# Partners



## tk59 (Apr 26, 2011)

I was talking to a friend of mine who is starting his own place by himself and I was thinking that it seems pretty insane. I'm just wondering how it's normally done, if there is a "normal" way.


----------



## Salty dog (Apr 26, 2011)

Partners suck


----------



## tk59 (Apr 26, 2011)

Okay... Short and to the point. :lol2:


----------



## WildBoar (Apr 26, 2011)

Can't speak for restaurant ownership, but I have two partners here at our engineering company. There are pros and cons. The main cons are: 1) not having ultimate say in any/ everything, and 2) splitting profits. The main pros are: 1) less time spent running the business versus doing real work, as the duties are split between us, 2) others can perform your official company duties when you are tied up with something else, 3) there are others who can kick in when cash flow is tight, and 4) where you have a big personal issue (serious illness, etc.), the others can keep things running and help maintain the profitability so you do not see much of a drop in income.


----------



## chazmtb (Apr 26, 2011)

You have to find a partner that works just as hard as you do. And the same goals. Otherwise it will fail.


----------



## Eamon Burke (Apr 28, 2011)

WildBoar said:


> Can't speak for restaurant ownership, but I have two partners here at our engineering company. There are pros and cons. The main cons are: 1) not having ultimate say in any/ everything, and 2) splitting profits. The main pros are: 1) less time spent running the business versus doing real work, as the duties are split between us, 2) others can perform your official company duties when you are tied up with something else, 3) there are others who can kick in when cash flow is tight, and 4) where you have a big personal issue (serious illness, etc.), the others can keep things running and help maintain the profitability so you do not see much of a drop in income.


 
+1

I had a partner at a business. He was a great match to me--I worked harder and had better people skills, and he was better with money and paperwork. But then his wife didn't want him working Saturdays, or too late in the day. Then she'd cry because she couldn't handle being unsure about their finances. Basically, having a partner is the best and worst parts of sole proprietorship compounded. You do less work for more product, and have someone to talk to, but you pay taxes on that income twice over(and it's already bad) and you have two sets of lives to balance out one business.

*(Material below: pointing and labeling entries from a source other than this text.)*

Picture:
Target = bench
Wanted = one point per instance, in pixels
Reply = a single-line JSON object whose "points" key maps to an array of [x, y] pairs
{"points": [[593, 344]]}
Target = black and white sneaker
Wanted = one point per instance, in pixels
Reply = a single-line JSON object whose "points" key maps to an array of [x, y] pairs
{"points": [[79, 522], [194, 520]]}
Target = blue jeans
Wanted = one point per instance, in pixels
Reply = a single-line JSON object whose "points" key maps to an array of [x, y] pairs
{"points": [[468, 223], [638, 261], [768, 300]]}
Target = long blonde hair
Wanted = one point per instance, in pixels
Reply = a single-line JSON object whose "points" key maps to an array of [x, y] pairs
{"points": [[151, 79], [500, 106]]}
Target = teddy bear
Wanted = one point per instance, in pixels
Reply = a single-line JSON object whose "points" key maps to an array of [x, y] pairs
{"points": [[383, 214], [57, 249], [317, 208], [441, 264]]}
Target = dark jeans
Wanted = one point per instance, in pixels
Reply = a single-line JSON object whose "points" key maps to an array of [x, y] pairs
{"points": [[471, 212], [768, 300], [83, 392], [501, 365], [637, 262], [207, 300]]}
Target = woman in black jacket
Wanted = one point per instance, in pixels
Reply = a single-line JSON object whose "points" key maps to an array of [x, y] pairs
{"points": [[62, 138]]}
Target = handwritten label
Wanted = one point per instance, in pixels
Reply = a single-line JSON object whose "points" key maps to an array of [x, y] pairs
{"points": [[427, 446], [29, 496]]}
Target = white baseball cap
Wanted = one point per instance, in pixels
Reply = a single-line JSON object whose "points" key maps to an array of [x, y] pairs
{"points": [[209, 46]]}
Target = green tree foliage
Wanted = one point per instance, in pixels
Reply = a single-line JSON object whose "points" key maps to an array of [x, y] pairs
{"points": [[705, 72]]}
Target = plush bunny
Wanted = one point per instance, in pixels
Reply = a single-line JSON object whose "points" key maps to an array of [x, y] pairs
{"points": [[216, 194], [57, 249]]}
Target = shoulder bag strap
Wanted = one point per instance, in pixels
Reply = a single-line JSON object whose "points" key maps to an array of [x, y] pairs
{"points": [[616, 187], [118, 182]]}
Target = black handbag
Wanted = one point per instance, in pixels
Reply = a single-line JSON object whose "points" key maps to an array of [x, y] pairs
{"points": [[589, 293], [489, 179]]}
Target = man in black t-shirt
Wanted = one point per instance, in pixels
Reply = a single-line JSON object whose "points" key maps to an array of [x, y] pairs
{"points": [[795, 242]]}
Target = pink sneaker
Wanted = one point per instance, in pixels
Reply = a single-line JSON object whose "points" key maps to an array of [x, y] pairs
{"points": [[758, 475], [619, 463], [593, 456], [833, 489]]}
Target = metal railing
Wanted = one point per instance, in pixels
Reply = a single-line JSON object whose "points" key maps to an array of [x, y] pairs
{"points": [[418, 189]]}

If I had a friend I was very close with and we were already doing whatever the business was together, I'd go for it. But for now, I'm relishing the day I don't have to deal with anyone else's BS. Your friend may be like me--the cons of being a business owner are essentially non-issues, so partners are just extra risk, work and BS.


----------



## Rotary (Apr 30, 2011)

I have 19 partners. May none of you ever be so cursed. :smile1: 

The previous posts have done a good job hitting most of the pros and cons, particularly the mention of the tax disadvantages. 

I would only suggest that a comprehensive written partnership agreement is a must if you decide to go that route, and a good one can be fairly complex. This is your livelihood you're talking about and you really need take into consideration numerous factors . . . things such as distribution of profits, (now and in the future as things change), operating capitol to be maintained, provision for new partners or an existing one leaving, etc. I think our agreement is something like 20 pages long. 

It would seem that a two person operation would require far less complexity, but in some ways this presents additional challenges. If your sole partner becomes lazy, disenchanted, has a crazy spouse, or simply goes off the deep end (over the years I've had at least one of each), you don't have ten other people to pick up slack or vote him down. Think of it as needing a culinary pre-nup.


----------